Oral
in
Workshop: SCOPE: SCALABLE OPTIMIZATION FOR EFFICIENT AND ADPATIVE FOUNDATION MODELS
Linear-MoE: Linear Sequence Modeling Meets Mixture-of-Experts
Weigao Sun · Disen Lan · Tong Zhu · Xiaoye Qu · Yu Cheng
Keywords: [ Distributed Training ] [ Mixture-of-Experts ] [ Linear Sequence Modeling ]

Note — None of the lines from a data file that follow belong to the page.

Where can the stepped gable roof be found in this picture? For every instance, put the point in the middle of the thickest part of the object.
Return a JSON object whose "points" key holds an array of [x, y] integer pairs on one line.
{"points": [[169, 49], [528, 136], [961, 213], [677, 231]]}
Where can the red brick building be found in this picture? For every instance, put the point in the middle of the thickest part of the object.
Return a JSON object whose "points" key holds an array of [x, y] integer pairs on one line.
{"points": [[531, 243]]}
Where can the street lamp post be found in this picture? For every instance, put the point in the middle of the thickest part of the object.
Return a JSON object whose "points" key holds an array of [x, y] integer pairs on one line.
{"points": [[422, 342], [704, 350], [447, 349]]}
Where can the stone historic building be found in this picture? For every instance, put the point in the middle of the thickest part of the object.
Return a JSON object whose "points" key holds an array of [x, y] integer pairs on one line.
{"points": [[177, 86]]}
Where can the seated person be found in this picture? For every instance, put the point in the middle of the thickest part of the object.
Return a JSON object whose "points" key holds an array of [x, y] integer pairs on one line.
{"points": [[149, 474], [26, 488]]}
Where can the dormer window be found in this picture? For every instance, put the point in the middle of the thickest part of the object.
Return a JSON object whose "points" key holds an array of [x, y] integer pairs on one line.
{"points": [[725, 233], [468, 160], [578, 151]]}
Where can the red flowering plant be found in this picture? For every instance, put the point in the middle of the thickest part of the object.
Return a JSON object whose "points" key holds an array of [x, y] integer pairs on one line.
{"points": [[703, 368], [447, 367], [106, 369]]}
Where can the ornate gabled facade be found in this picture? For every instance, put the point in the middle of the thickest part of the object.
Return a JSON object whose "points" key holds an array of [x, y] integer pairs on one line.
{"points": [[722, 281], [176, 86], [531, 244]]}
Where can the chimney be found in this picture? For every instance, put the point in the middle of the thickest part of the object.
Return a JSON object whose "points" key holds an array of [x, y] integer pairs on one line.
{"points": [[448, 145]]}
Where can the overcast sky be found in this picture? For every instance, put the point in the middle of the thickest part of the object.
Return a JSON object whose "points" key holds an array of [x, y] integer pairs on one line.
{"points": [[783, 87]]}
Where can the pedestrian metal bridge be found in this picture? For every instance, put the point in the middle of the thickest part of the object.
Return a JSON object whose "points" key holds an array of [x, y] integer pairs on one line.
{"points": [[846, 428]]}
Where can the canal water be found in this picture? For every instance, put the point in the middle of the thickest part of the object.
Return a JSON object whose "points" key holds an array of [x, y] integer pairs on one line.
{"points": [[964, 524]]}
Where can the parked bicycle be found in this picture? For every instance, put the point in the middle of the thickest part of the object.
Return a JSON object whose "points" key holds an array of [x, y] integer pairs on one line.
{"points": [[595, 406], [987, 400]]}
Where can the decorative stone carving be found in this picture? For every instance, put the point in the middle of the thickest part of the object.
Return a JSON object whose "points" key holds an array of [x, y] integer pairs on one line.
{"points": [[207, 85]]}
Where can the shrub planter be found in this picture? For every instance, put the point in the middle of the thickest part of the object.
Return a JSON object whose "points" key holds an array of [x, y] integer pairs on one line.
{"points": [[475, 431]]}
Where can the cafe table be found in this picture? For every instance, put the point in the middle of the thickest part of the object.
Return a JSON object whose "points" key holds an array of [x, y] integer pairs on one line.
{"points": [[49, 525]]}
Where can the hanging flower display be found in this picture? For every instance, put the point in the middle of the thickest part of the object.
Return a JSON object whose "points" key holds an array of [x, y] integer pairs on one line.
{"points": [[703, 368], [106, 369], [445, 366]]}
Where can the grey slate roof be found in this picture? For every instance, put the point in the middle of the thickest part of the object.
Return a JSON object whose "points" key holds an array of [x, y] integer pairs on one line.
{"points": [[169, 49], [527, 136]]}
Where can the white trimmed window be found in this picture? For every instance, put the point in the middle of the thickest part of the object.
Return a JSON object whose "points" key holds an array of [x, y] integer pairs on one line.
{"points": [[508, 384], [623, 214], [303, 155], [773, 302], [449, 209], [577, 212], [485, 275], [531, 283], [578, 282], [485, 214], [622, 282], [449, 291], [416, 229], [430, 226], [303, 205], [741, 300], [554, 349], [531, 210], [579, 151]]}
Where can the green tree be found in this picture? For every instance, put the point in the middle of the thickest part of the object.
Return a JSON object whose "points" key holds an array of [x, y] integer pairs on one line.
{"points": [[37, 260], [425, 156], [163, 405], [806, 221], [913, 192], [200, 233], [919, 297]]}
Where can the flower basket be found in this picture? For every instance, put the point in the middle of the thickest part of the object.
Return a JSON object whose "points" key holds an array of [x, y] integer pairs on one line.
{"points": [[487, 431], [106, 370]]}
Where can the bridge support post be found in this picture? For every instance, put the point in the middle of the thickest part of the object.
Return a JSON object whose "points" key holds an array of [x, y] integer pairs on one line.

Linear Sequence Modeling (LSM) and Mixture-of-Experts (MoEs) have recently emerged as effective architectural improvements. In this paper, we introduce Linear-MoE, a production-level system for modeling and training large-scale models that integrate LSM with MoEs. Linear-MoE leverages the advantages of both LSM modules for linear-complexity sequence modeling and MoE layers for sparsely activation, aiming to offer high performance with efficient training and deployment. The Linear-MoE system comprises two primary subsystems: Modeling and Training. The Modeling subsystem provides a unified framework supporting multiple types of LSM methods, including linear attention, SSM, and linear RNN. The Training subsystem facilitates efficient training by incorporating advanced parallelism techniques like Tensor, Pipeline, and Expert Parallelism, along with LASP-based Sequence Parallelism for managing very-long input sequences. The system is designed to be extensible for integrating more sequence modeling and training abilities in the future. Additionally, we explore hybrid Linear-MoE models that combine Linear-MoE layers with standard Transformer-MoE layers to further enhance model flexibility and performance. Experimental evaluations on two model series, A0.3B-2B and A1B-7B, demonstrate that Linear-MoE achieves efficiency gains while maintaining competitive performance on various benchmarks.